Wilbert's Website

Wilbert Chu

snake

posts

The Hungarian Algorithm

2024-12-27

On our last task in the ECNA, we struggled quite a bit, trying to do stuff with convexity and optimization. In the last half hour of the contest, I noticed it could be reduced to the Hungarian Algorithm but did not know how to implement it, so I passed it to my (super smart) teammate to code. According to him, it was something he learned a long time ago and immediately forgot, relying on the prewritten code in kactl instead. So I figured I should do the same thing---learn it and forget it.
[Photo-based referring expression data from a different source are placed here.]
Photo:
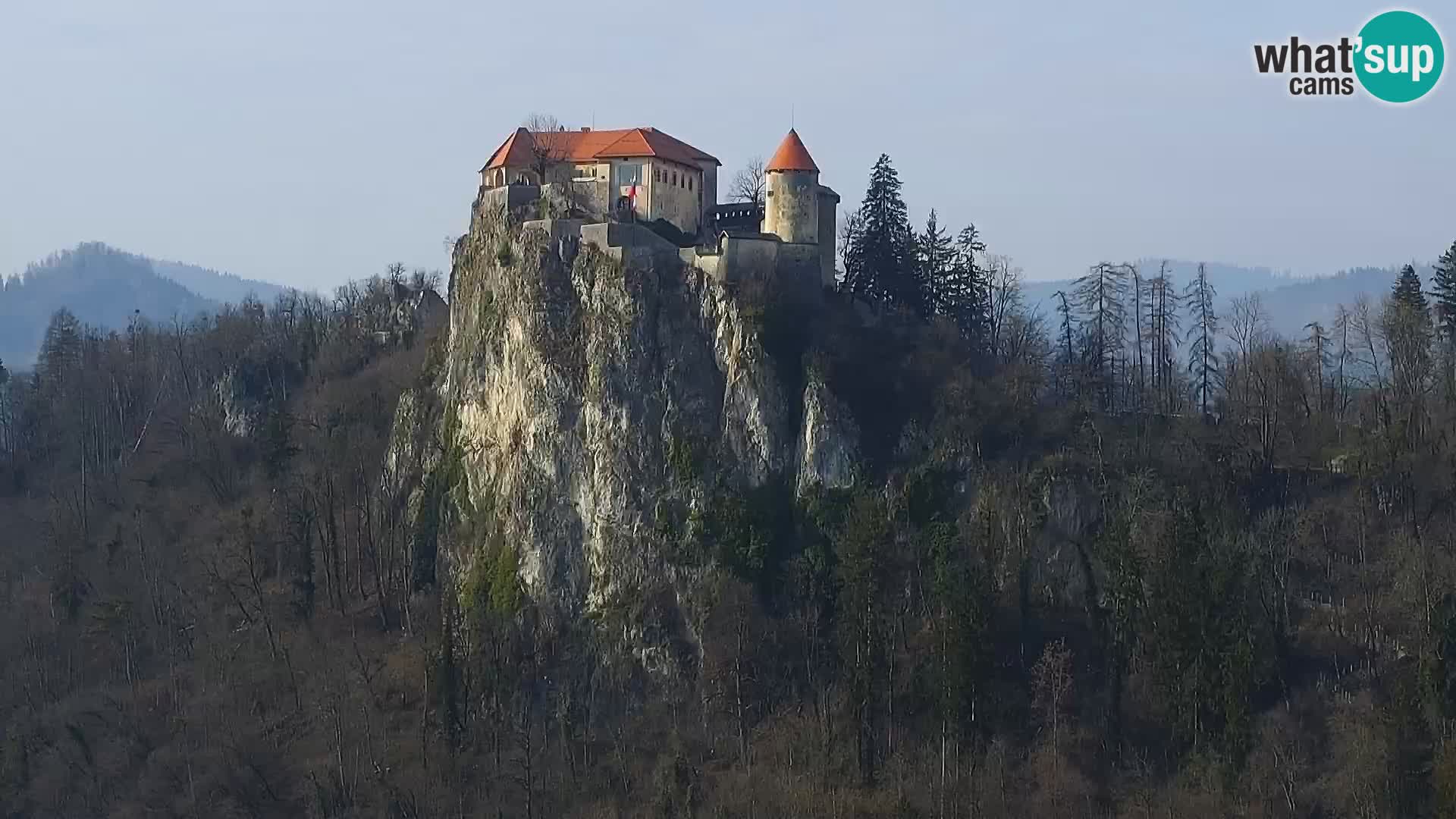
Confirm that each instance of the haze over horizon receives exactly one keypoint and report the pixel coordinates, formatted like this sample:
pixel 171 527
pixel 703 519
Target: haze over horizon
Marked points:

The first part entails learning it, though, so I've compiled the key parts of the algorithm here.

Problem: There is a fixed $n\times n$ matrix given. You select $n$ numbers in the grid with exactly one from each row and column. Determine the minimum possible sum of the selected numbers.

For example, with

M = \begin{bmatrix} 1&4&3\\ 2&11&12 \\ 5&13&14 \end{bmatrix} \quad\implies\quad \begin{bmatrix} 1&4&\boxed{3}\\ \boxed{2}&11&12 \\ 5&\boxed{13}&14 \end{bmatrix},

selecting the $2$ , $13$ , and $3$ gives the minimal possible sum $2+13+3=18$ . Evidently, being greedy doesn't work---if we were to start off by choosing the lowest number, $1$ , our final sum would be $26$ , which is suboptimal.
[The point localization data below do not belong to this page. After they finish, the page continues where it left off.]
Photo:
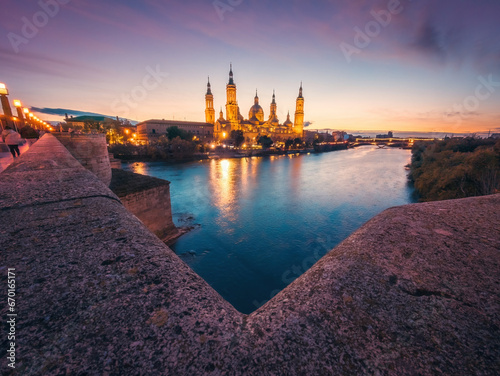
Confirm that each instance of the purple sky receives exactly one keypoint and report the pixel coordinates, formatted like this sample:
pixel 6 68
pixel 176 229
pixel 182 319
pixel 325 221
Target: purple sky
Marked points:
pixel 420 65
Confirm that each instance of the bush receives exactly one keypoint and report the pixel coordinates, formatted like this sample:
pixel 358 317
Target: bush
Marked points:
pixel 455 168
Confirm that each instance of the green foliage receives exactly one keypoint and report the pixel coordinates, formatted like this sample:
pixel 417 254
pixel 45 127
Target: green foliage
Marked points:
pixel 238 137
pixel 455 168
pixel 174 132
pixel 163 149
pixel 92 126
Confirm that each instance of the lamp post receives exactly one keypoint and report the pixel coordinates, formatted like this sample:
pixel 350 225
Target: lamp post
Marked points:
pixel 19 108
pixel 5 103
pixel 26 116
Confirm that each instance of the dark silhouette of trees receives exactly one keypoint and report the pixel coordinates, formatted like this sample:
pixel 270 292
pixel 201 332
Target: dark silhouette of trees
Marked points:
pixel 174 131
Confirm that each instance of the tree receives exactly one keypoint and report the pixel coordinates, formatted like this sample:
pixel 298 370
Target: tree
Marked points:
pixel 238 137
pixel 92 125
pixel 174 131
pixel 265 141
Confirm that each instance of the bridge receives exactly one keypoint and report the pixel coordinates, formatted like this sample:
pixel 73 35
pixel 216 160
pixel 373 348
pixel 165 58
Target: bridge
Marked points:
pixel 391 142
pixel 416 290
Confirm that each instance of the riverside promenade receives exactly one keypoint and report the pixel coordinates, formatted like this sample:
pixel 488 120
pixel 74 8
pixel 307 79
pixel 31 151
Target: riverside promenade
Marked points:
pixel 6 158
pixel 415 291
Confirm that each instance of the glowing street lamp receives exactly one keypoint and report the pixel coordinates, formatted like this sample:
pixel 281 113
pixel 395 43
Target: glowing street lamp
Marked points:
pixel 5 101
pixel 19 108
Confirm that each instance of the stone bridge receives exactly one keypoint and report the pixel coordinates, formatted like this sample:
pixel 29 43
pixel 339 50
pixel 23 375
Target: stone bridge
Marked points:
pixel 415 291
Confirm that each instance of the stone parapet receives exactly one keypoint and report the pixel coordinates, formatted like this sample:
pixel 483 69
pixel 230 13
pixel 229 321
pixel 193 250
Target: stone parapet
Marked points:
pixel 91 151
pixel 415 291
pixel 148 199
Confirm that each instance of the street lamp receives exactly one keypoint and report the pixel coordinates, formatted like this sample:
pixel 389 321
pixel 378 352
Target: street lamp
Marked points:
pixel 5 102
pixel 19 108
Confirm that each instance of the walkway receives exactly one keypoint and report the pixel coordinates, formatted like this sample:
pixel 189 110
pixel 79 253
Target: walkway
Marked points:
pixel 6 158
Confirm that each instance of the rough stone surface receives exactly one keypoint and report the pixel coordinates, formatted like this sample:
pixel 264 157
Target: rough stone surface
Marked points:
pixel 91 151
pixel 415 291
pixel 148 199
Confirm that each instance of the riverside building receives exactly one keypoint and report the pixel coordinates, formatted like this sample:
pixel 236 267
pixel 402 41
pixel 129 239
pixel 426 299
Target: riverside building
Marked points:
pixel 256 125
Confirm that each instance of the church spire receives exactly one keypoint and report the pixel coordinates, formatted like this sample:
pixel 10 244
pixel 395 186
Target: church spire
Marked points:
pixel 231 81
pixel 209 87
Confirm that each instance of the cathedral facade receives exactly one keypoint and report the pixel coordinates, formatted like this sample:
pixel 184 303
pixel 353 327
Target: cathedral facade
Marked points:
pixel 255 125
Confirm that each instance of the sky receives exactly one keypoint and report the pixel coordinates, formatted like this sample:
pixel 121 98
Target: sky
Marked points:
pixel 365 65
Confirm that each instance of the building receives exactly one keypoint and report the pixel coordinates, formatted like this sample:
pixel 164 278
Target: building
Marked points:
pixel 151 130
pixel 255 125
pixel 80 121
pixel 388 135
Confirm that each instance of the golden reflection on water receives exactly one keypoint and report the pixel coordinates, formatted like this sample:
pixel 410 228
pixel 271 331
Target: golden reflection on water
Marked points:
pixel 224 187
pixel 231 182
pixel 140 168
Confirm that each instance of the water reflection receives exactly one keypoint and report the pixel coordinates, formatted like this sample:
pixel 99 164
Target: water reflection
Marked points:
pixel 262 218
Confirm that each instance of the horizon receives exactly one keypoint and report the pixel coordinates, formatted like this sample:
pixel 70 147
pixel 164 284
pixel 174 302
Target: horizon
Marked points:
pixel 377 66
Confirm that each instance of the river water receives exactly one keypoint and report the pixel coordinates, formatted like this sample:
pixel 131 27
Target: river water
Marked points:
pixel 262 222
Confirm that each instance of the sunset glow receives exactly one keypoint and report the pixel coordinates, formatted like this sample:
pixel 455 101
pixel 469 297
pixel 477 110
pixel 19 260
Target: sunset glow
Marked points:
pixel 369 65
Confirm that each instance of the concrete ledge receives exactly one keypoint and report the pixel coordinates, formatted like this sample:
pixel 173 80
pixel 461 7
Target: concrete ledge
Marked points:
pixel 415 291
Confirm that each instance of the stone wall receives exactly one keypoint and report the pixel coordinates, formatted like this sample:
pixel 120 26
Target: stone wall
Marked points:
pixel 91 151
pixel 415 291
pixel 148 199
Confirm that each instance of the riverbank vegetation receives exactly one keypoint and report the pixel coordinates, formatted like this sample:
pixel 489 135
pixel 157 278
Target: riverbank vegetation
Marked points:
pixel 455 168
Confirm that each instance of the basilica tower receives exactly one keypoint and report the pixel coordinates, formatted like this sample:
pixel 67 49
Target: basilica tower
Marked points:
pixel 298 125
pixel 231 104
pixel 273 117
pixel 209 108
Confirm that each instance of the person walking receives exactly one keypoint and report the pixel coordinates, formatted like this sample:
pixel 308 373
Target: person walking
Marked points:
pixel 12 139
pixel 29 134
A brute force solution must look through $n!$ possible selections, which is much too slow. Instead, the Hungarian Algorithm solves this problem in $O(n^3)$ , and runs even faster in practice.

Algorithm: Observe that if the same number $-c$ is subtracted from an entire row (or column), every selection will experience the same $-c$ , and thus relative to each other, the optimal selection will not change. This essentially gives us $2n$ degrees of freedom to manipulate the matrix.

Our goal is to get the matrix into the following form:

All entries are nonnegative, and
There is a selection with all $0$ s

At this point, the selection of $0$ s is clearly optimal, so the answer to the problem would then just be the sum of the corresponding numbers in the original matrix.

The main part of the algorithm reads more naturally if we first transform the matrix into a bipartite graph. Specifically, suppose we have $n$ vertices representing the rows, and $n$ vertices on the other side representing the columns, and every cell in the grid corresponds to an edge between a row vertex and a column vertex. The above example would become

Then subtracting $-c$ from a row/column is equivalent to assigning a potential $p_i = c$ to a vertex. But, in order to keep all the entries nonnegative, we have the constraints $p_x + p_y \leqslant M_{xy}$ for each edge of the bipartite graph.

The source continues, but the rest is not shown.